Just a few years ago not everybody would have considered social media to be such an important piece of their business. So why is social media marketing now so important for loan officers and other business professionals?
Because a vast majority of people spend a whole lot of their time consuming what they see and read on Facebook, Instagram, YouTube, and others.
And no, we’re not talking about kids firing off Snaps to each other.
In fact, according to a Pew Research Center study published in March of 2018, 68% of adults in the U.S. use Facebook. And roughly three-quarters of those adults use the platform daily.
This is why having an idea of how you will implement social media marketing is so important. Will you use paid social channels? Distribute content? Run promotions? Who are you trying to reach?
How LOs Use Organic Social Media Marketing
When it comes to organic social media for businesses (and yes, you should create a business page and not use a personal profile) there are some realities that need to be addressed first and foremost.

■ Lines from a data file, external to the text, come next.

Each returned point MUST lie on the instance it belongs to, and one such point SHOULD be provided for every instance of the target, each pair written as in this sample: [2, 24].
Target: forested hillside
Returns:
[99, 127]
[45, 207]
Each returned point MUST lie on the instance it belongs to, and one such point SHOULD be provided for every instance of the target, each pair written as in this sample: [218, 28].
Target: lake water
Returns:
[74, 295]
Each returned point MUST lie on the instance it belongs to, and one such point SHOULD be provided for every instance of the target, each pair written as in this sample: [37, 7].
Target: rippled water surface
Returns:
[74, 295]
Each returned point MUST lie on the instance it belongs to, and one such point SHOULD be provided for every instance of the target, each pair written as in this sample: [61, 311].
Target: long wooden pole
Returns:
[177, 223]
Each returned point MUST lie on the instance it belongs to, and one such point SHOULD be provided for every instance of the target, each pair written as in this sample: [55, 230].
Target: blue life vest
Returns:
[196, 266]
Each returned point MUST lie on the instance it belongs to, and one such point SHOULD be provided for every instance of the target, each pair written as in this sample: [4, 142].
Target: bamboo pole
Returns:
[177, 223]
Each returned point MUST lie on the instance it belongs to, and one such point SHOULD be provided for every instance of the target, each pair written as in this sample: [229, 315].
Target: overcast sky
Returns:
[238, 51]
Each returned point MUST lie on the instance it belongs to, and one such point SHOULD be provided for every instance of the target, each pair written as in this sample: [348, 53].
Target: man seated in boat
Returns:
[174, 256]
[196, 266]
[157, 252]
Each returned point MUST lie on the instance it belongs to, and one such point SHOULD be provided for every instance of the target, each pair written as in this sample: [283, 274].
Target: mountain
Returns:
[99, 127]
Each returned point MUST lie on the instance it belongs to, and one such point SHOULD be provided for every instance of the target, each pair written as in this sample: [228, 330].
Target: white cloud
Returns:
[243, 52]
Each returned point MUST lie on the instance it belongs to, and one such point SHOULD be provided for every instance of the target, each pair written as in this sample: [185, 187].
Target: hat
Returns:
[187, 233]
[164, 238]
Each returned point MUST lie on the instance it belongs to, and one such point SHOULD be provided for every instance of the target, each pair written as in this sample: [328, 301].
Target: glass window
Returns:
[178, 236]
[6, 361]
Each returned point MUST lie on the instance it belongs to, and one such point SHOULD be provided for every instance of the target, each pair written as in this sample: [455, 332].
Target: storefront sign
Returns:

Not all that long ago it was possible for a business to develop a following, distribute content and updates that would be easily seen by those followers, and have a pretty streamlined way to connect with people. But now it is more difficult to do those things without putting dollars behind them.
Posting an update to Facebook or LinkedIn no longer makes it’s way to the newsfeed, unless sponsored. Social media companies are businesses too and rely on revenues generated through advertisements and sponsored content.
And while there is still good reason to push content and updates to these sites for the benefit of browsers on your page, it does change the best practices for realizing value in social media marketing when you don’t want to or don’t have the budget to spend money.
In general, this has meant a shift away from the “content is king” paradigm and an embracing of personal engagement.
Although this type of strategy requires time and effort for yourself or whomever on your team manages the social accounts, it is an excellent way to build and reinforce relationships with referral partners and past-clients. For some originators, their entire business is based on the referrals made by partners and former clients, making it even more valuable to stay top-of-mind in as many ways as possible.
Set aside time every day to like, comment, and share from your business’ page.
Organizing an open house or lunch-and-learn? Don’t just post it as an update that nobody will see. Communicate directly with referral partners about news or events relative to their business. Ask them to share with other agents who might be interested, giving you the opportunity to meet more people.
How Mortgage Originators Can Leverage Paid Social Media
Across platforms, there are usually two primary ways you can put money behind your social media marketing: ads and sponsored/boosted posts.
Running ads can get complicated, and expensive, very fast. They’re definitely not for everyone, but they are undoubtedly powerful tools for reaching targeted audiences. You can target people who’ve visited your website, or who follow other pages or based upon their demographics or interests.
But is running social media ads really an effective strategy for an LO? It depends.
As we mentioned, the cost of these ads can snowball pretty quickly. Unless your budget is limitless, you’ll want to have a very specific purpose for going this direction, with a very targeted audience, and a limited duration for the campaign.
Most LOs who want to invest marketing dollars into paid social prefer to use the other primary tool at their disposal: sponsored posts.
Sponsored posts are exactly what they sound like. Remember how we said earlier that your posts don’t organically mix into your follower’s news feed? Sponsoring your updates not only helps overcome that hurdle but also lets you expand on your network to reach to a custom audience – which you pay for via impressions or clicks.
One big advantage to sponsoring your updates versus running them as ads are the format with which they are displayed to people.
On platforms like Facebook or LinkedIn, ads appear in the sidebar and look and feel like you would expect an ad to. Sponsored posts, on the other hand, are shown in the primary news feed and are designed to look very similar to any other organic post making them more likely to be seen, read, and engaged with.
If paid social sounds interesting to you, try to dip your toe in on their dime. Most platforms will run special promotions for first-timers every now and then to offer free credits to get you started.
Whether you decide to dip that toe or stick to the safer shores of organic social media marketing, it is imperative as a loan officer to use the tools available to you in order to communicate and engage on a personal level with prospects, partners, and past clients. Your bottom-line will appreciate the boost to repeat and referral business.